A cultura será modificada a partir da transformação da vida de quem faz parte dos processos educacionais. Nietzsche pensa que “... a cultura só pode nascer, crescer, desenvolver-se a partir da vida e das necessidades de vida...” (MARIA, 1999; p. 60). Hoje, é possível encontrar os embates, os conflitos advindos das motivações abstratas, dos modos de ver e de ler o mundo que nos cerca. Conflitos gerados entre concepções violentas e visões de mundo mais esclarecidas, mais humanas, mais lúcidas. As guerras ideológicas se dão não só pelas ideologias religiosas, podem se dá também pelas ideologias educacionais. O filme citado nos mostra a “guerra” que havia entre a professora ‘G’ e certa coordenadora do colégio. Para a coordenadora, aqueles estudantes deviam receber o resto (livros danificados) porque, de fato, eles iriam sumir com o tempo, iriam desaparecer aos poucos... Ela desconsiderava, entretanto, que o sumiço dos estudantes ao qual se referia se dava com a morte destes, vítimas da guerra entre gangs.

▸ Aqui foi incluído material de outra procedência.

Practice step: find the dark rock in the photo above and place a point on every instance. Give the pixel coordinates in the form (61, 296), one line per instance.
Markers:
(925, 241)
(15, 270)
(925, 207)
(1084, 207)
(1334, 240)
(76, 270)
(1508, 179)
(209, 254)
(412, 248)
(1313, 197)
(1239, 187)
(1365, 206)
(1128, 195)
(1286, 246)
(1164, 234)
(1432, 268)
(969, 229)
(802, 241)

Conciliar transmissão de conhecimentos, de conceitos com ações humanas, transformadoras de vida e de situações de violência que atingem a vida dos jovens aprendizes é o caminho para uma educação realmente transformadora. Não se pode ser um erudito, se o seu processo educacional se dá em meio á violência doméstica, à prostituição, em meio às drogas, etc. A educação transformadora modifica realidades não só individuais, mas também de comunidades, de famílias, de estruturas sociais. Transforma a coletividade, o social. O aprendizado que o filme propicia se constitui num ponto de partida para nortear a ação educativa de quem se aventura nesta doce e radical profissão.
Bibliografia Consultada:
1. MARIA R. D. Nietzsche Educador. São Paulo: ed. Scipione, 1990;
2. MORIN Edgar. A Cabeça Bem-Feita: repensar a reforma, reformar o pensamento. Rio de Janeiro: Bertrand Brasil, 2009.